Such a function can't exist. Already the finite limit condition
$$\lim_{x\to b} \frac{f(x)}{1-F(x)} < \infty$$
cannot be fulfilled.
Since $\lim_{x\to b} F(x) = 1$, the doniminator in the limit condition tends to $0$, so the enumarator $f(x)$ has to as well. Since $f$ is continous, we have $f(b)=0$.
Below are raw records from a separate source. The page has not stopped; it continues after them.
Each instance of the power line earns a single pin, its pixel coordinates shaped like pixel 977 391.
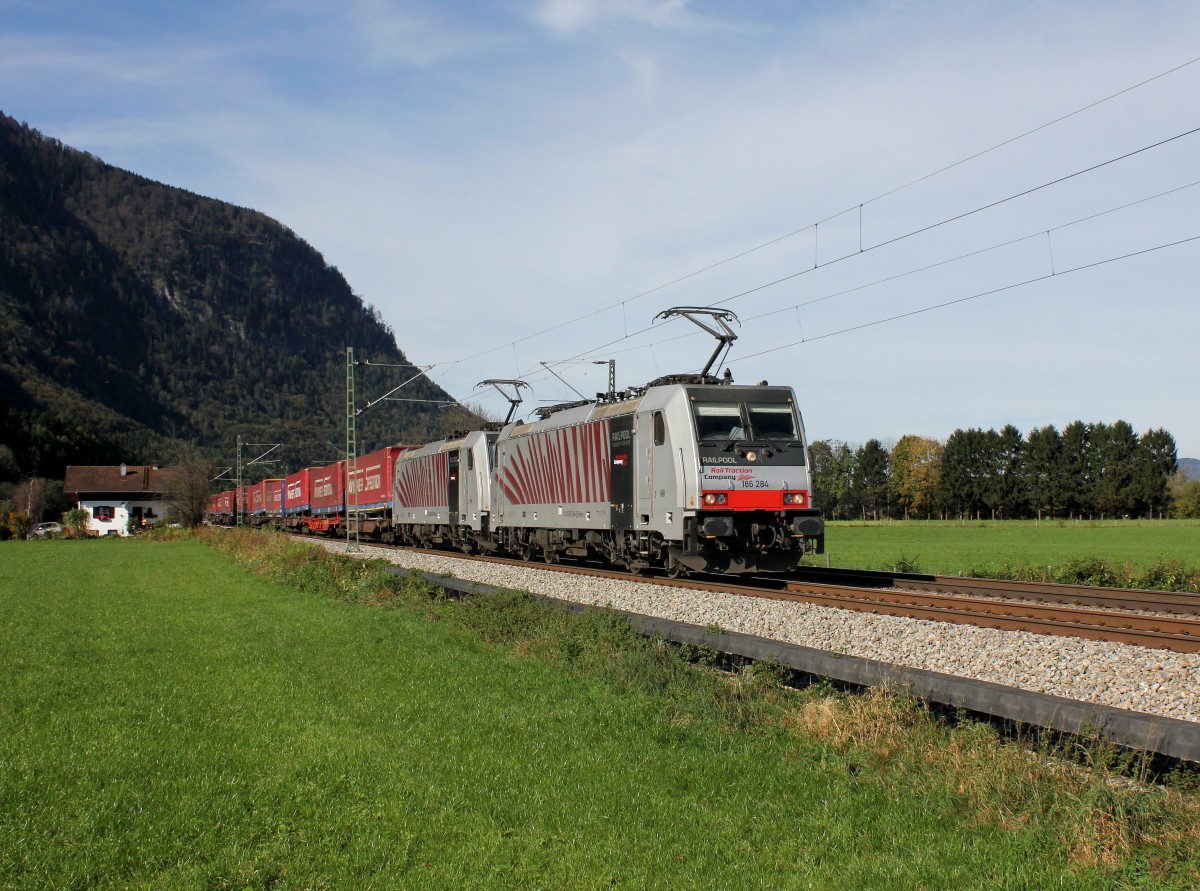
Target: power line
pixel 970 297
pixel 922 229
pixel 1000 245
pixel 850 209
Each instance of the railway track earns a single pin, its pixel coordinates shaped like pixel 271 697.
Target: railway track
pixel 1003 605
pixel 1181 603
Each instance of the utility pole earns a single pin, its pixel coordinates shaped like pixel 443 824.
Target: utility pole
pixel 352 466
pixel 612 376
pixel 237 492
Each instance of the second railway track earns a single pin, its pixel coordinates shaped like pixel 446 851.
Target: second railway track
pixel 1007 605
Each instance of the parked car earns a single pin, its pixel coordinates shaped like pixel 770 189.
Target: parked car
pixel 46 530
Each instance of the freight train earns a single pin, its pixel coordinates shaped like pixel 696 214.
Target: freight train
pixel 689 473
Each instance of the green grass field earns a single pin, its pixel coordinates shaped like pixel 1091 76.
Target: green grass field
pixel 168 719
pixel 996 548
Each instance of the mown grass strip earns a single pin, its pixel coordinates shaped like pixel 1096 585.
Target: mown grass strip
pixel 1159 555
pixel 168 721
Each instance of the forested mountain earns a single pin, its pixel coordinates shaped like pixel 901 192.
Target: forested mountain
pixel 135 316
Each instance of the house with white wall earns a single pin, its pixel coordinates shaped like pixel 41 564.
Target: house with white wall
pixel 115 496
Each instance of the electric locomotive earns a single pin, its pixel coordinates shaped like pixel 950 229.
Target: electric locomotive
pixel 691 474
For each $n \ge 1$, let $x_n$ be the largest $x \in [a,b]$ such that $f(x_n)=\frac1n$. They may not exist for each $n$, but since $f$ is continuous, non-negative and $f(b)=0$, but cannot be identical to $0$ on the whole interval $[a,b]$, they have to exist for all $n \ge N$ for some $N$. Our argument will never use any specific or "small" values of $n$, so that is enough.
Since $f(b)=0$ and $f$ is continuous, we have $f(x) \le \frac1n$ for $x\in [x_n,b]$ (equality only for $x=x_n$).
We have
$$1-F(x_n)=\int_{x_n}^b f(x)dx \le \frac1n (b-x_n) = f(x_n) (b-x_n)$$
and therefore
$$\frac{f(x_n)}{1-F(x_n)} \ge \frac1{b-x_n}.$$
By definition, the $x_n$ are increasing and bounded by $b$, so tend to a limit: $\lim_{n\to\infty}x_n=u.$
Now if $u < b$, that means your distribution isn't really supported on $[a,b]$, as $f$ can only be zero on the inverval $[u,b]$, by definition of $x_n$.
But $u = b$ implies that $ \frac1{b-x_n}$ and therefore $\frac{f(x_n)}{1-F(x_n)}$ will be unbounded.